In this most advanced stage, space colonies would become fully self-sufficient. With their own fleet of space vehicles and extensive asteroid mining operations, they could evolve into small independent worlds of their own, possessing a fully developed industry capable of manufacturing the whole range of commercial products (foodstuff's, household machines, tools, building materials, electronic devices, telecommunication equipment, motor vehicles and spacecraft). As a consequence of this industrial activity, they would become major trading partners of the Earth, by exporting metals, minerals, energy, equipment, and food in return for specialized high-tech products. By man ufacturing reentry vehicles and heat shields in space, it will be possible to transport these goods cheaply to the terrestrial surface.

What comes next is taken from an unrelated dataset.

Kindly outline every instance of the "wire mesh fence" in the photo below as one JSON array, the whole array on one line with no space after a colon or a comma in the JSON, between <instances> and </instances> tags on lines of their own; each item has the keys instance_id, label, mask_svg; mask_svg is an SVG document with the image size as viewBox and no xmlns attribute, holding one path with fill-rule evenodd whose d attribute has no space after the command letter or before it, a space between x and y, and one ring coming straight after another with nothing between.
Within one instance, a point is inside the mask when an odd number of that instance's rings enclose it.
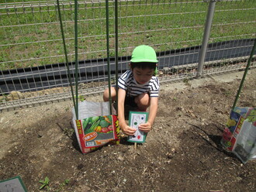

In addition, the O'Neill-type habitats would become major construction centers for all kinds of projects to build other habitats and outposts on planets, moons, and asteroids. They would possess workshops to build power plants and have dockyards for assembling space vehicles. One can safely envisage that, eventually, large numbers of such O'Neill-type space colonies with millions of inhabitants will float in the vast expanse of the solar system, producing every commercial product conceivable, while at the same time being fully self-sufficient and independent.